Most robust method to stream UDP using QNEthernet

strud

Well-known member
I have an application where I need to stream 128k packets per second of 18bytes over 100Mbit ethernet.

I am able to succeed at 64ksps using QNEthernet and the function:

Udp.send(clientIP,loggerConfiguration.udpStreamPort, fileBuffer, bytecount);

I do check the success of this function and at the higher rate it fails very often indeed, often with only 1 to 2 bytes of the packet making it out.
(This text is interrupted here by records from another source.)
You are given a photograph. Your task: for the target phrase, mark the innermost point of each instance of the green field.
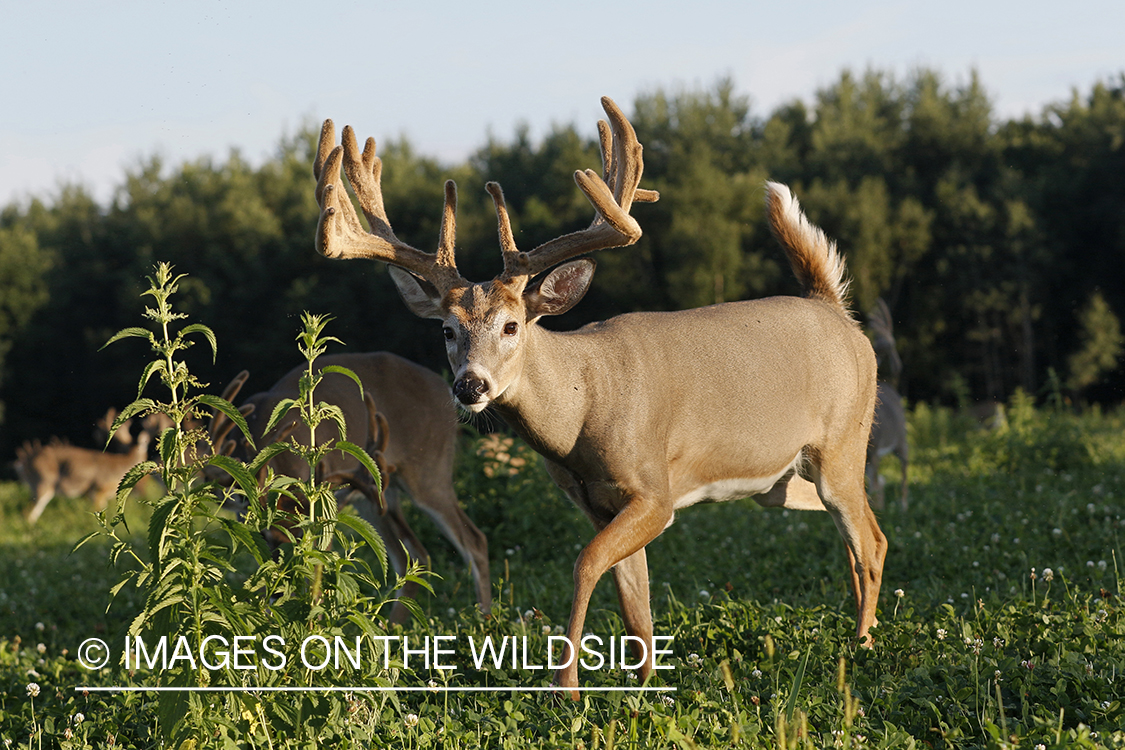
(1000, 619)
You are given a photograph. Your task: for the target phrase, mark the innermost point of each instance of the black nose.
(469, 388)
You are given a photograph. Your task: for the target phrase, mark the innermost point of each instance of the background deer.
(59, 468)
(647, 413)
(889, 430)
(412, 436)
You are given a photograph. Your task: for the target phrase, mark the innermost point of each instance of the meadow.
(1000, 619)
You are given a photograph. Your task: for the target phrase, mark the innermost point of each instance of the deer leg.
(440, 504)
(636, 525)
(905, 460)
(631, 577)
(41, 504)
(398, 534)
(874, 481)
(842, 487)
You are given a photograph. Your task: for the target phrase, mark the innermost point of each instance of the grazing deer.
(59, 468)
(647, 413)
(889, 428)
(412, 437)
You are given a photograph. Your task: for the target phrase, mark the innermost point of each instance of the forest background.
(999, 245)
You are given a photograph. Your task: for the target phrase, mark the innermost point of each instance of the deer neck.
(547, 404)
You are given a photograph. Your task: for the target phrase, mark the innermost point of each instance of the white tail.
(412, 437)
(59, 468)
(647, 413)
(889, 428)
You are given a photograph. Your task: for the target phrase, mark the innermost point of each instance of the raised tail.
(816, 263)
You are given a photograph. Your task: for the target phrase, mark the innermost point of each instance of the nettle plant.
(209, 577)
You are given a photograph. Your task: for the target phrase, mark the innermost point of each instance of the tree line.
(999, 245)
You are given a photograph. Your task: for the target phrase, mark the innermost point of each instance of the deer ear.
(421, 297)
(560, 289)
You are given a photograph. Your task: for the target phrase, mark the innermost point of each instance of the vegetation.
(990, 240)
(1000, 621)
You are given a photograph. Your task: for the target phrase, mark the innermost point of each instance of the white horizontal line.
(372, 689)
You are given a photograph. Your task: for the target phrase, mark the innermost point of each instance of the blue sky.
(89, 89)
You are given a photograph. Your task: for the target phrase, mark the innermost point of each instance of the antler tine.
(340, 233)
(515, 263)
(612, 226)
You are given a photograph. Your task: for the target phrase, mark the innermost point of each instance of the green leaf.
(798, 679)
(131, 333)
(367, 532)
(151, 369)
(334, 413)
(237, 470)
(129, 481)
(266, 455)
(347, 373)
(248, 538)
(279, 412)
(363, 458)
(199, 327)
(228, 408)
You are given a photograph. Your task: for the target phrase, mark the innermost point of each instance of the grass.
(983, 648)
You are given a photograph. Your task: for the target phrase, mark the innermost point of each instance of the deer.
(412, 437)
(647, 413)
(889, 428)
(60, 468)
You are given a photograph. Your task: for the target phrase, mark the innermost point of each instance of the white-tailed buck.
(647, 413)
(889, 430)
(412, 437)
(59, 468)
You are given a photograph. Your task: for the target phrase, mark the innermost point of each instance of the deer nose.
(469, 388)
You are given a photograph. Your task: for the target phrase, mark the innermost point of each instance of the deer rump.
(792, 401)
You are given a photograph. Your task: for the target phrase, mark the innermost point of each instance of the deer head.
(486, 325)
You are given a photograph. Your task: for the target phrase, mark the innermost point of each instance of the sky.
(89, 90)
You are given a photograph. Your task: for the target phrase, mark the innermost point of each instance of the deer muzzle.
(470, 389)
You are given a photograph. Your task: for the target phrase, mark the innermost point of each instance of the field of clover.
(1000, 617)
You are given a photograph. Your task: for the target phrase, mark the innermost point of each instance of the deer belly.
(730, 489)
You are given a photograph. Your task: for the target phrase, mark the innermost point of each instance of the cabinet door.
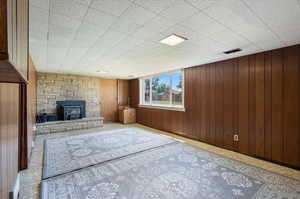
(17, 35)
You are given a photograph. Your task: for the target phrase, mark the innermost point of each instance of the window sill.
(163, 107)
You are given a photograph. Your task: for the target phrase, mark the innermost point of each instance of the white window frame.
(161, 106)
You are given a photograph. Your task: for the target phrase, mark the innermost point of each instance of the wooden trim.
(9, 74)
(23, 145)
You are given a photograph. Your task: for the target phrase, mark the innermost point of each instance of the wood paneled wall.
(31, 103)
(256, 97)
(123, 92)
(109, 99)
(9, 131)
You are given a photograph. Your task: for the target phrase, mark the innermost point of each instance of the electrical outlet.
(236, 138)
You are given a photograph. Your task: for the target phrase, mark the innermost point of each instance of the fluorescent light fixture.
(173, 40)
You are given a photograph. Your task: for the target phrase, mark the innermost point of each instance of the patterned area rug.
(67, 154)
(175, 171)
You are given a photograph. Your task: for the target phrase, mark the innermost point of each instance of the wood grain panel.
(229, 109)
(255, 96)
(268, 105)
(219, 105)
(123, 92)
(3, 29)
(109, 99)
(277, 105)
(9, 121)
(291, 106)
(243, 104)
(31, 104)
(252, 106)
(260, 105)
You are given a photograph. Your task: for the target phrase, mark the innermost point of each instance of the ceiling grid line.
(110, 28)
(266, 24)
(76, 33)
(227, 27)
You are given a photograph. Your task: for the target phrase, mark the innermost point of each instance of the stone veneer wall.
(53, 87)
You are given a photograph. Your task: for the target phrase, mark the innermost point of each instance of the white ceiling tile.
(277, 13)
(155, 5)
(203, 24)
(99, 18)
(84, 2)
(38, 28)
(179, 11)
(180, 30)
(64, 21)
(69, 8)
(229, 39)
(40, 3)
(114, 7)
(129, 44)
(233, 13)
(158, 24)
(290, 36)
(87, 30)
(125, 26)
(144, 34)
(137, 14)
(203, 4)
(38, 17)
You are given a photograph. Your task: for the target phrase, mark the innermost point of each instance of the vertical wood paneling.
(109, 99)
(9, 130)
(219, 104)
(252, 106)
(229, 108)
(212, 104)
(243, 104)
(123, 92)
(268, 106)
(202, 103)
(260, 105)
(277, 105)
(255, 96)
(291, 106)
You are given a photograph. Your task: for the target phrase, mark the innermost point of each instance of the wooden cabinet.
(9, 138)
(13, 41)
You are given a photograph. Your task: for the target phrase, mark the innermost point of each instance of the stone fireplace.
(70, 109)
(68, 97)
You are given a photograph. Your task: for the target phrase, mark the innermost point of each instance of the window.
(164, 90)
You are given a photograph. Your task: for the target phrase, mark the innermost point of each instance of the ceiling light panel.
(173, 40)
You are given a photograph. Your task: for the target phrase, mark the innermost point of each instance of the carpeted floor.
(62, 155)
(31, 178)
(174, 171)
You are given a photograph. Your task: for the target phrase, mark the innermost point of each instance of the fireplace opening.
(70, 109)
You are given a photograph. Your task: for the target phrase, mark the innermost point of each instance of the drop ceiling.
(122, 36)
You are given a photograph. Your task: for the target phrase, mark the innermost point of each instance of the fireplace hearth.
(70, 109)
Should I be reverting to the previous 'higher overhead' method using

Udp.beginpacket()
Udp.write()
Udp.endpacket()

So that I can see how many bytes have been written and then keep trying until they are all written?

Is there another approach to obtain a more robust method of getting all the bytes out?

I do not think that the 128k x 18 is a high byte rate, hence maybe there is a setting change I need to make for this QNEthernet library?

Craig
 
The packet rate has been tried at various multiples of the sample rate ie 10x, 100x and 200x without any change.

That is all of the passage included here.